- Born: January 17, 1875 Patterson, North Carolina, U.S.
- Died: October 4, 1967 (aged 92) Wooster, Ohio, U.S.
- Education: Ph. D.
- Alma mater: University of North Carolina George Washington University
- Occupation: Pedologist
- Spouse: Clara Estella Kean
- Parent(s): Elijah Coffey Mary Ann Nelson

= George Nelson Coffey =

American pedologist

George Nelson Coffey (January 17, 1875 − October 4, 1967) was an American pedologist.

George was born in Patterson, North Carolina; the son of Elijah Coffey and Mary Ann Nelson. He matriculated to the University of North Carolina, where he studied geology and chemistry. From 1899 to 1900, he worked as an assistant in the university's geology laboratory, then graduated cum laude in 1900 with a bachelor's degree in philosophy.

Following his graduation, he went to work as a field assistant for the Bureau of Soils in the Department of Agriculture. He held this position for the next four years, where he was co-author of 13 soil survey reports covering the states of Illinois, Iowa, Kansas, North Carolina, and Ohio. In 1905, he was placed in charge of soil classification and correlation for the Bureau, during which he became aware of the need for a better classification system based on soil properties rather than the geology. This need prompted him to perform graduate studies, and he received an M.S. from George Washington University in 1907, with the Master's thesis The Basis of Soil Classification.

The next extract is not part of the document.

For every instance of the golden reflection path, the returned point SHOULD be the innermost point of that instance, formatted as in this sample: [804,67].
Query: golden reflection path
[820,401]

In 1909, he was named President of the American Society of Agronomy, becoming the second president of that recently created institution. During his term he attempted to introduce the ideas of Russian geologist Vasily Dokuchaev to American soil scientists, emphasizing a need to focus more on the properties of soil rather than exclusively studying their geology. He served as chairman of a committee of 15 people tasked with creating a more uniform system of nomenclature and classification for soils in the United States and Canada.

George Coffey was the first person to publish a national soil map of the United States, which appeared in the USDA Bureau of Soils Bulletin 85 in 1912. However, it was not released as an "official" map by the Bureau as it did not conform to the prevailing soil classification concepts of the first Bureau Chief, Milton Whitney. Coffey had resigned from the Bureau in 1911 to join the Ohio Agricultural Experiment Station, and it would remain for Curtis F. Marbut to bring Dokuchaev's ideas to prominence. Coffey was awarded a Ph.D. in geology from the George Washington University in 1912 with a thesis titled A Study of Soils in the United States.

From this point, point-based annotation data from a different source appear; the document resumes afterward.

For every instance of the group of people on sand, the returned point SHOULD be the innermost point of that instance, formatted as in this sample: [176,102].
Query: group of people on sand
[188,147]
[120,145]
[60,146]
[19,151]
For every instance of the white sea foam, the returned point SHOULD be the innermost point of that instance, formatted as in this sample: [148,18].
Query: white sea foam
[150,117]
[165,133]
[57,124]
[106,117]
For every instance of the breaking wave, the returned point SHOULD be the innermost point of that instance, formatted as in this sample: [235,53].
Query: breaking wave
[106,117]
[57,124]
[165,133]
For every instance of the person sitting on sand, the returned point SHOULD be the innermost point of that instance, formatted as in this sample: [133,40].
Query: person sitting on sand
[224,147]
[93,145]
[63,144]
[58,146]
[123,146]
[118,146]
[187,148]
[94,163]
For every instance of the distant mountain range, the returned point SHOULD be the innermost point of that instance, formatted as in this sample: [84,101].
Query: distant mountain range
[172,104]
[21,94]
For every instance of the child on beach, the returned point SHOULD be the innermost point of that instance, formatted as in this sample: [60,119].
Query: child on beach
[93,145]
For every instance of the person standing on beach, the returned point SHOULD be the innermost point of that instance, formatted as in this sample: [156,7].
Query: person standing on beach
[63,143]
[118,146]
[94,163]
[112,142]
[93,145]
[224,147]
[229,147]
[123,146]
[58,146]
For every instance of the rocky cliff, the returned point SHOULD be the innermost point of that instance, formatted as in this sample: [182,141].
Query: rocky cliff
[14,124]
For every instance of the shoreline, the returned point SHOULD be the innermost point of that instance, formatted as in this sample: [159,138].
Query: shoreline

While at Wooster, Coffey performed studies on erosion in Ohio. The area had been subject to multiple glaciations, which had resulted in impacts to drainage. This led to a lifelong passion for the subject, and he would publish a series of papers regarding drainage. He was also involved in fertilizers trials, particularly with regard to the effects of different soil types. On April 22, 1914, he was married to Clara Estella Kean in Wooster, Ohio. He left Ohio for a position at the University of Illinois, where he became Assistant State Leader for County Farm Advisors. He published his last article in the Journal of the American Society of Agronomy in 1916, leaving soil science for a business career in order to be closer to his family.